Un étranger en situation irrégulière ne peut être emprisonné au seul motif qu’il est sans papiers, a affirmé, mardi 6 décembre, la Cour européenne de justice. L’institution a toutefois reconnu qu’un Etat peut placer un clandestin dans un centre de rétention en attendant son expulsion.
Le droit européen « s’oppose à une législation nationale qui impose une peine d’emprisonnement à un ressortissant d’un pays tiers en séjour irrégulier au cours de la procédure de retour », a indiqué la Cour de Luxembourg dans son arrêt. Cette dernière était appelée à se prononcer dans un différend opposant le gouvernement français à un citoyen arménien, Alexandre Achughbabian, entré clandestinement en France en 2008. Refusant de se soumettre à un ordre d’expulsion, il avait été placé en garde à vue puis en rétention pour séjour irrégulier sur le territoire français.

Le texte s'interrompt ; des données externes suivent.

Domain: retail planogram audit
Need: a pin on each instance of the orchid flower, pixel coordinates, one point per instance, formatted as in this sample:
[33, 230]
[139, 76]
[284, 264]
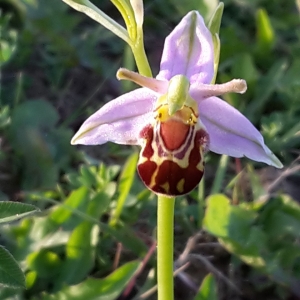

La législation française punit d’une peine d’emprisonnement d’un an et d’une amende de 3 750 euros, le ressortissant d’un pays tiers qui séjourne irrégulièrement en France, au-delà de trois mois, non muni des documents et visas exigés, notamment de la carte de séjour.
DIRECTIVE RETOUR
Nuance : le droit européen « ne s’oppose pas à une réglementation nationale qui qualifie le séjour irrégulier d’un ressortissant d’un pays tiers de délit et prévoit des sanctions pénales, y compris une peine d’emprisonnement », a précisé la Cour. Elle ne s’oppose pas non plus à un placement en détention en vue de déterminer le caractère régulier ou non du séjour d’un migrant.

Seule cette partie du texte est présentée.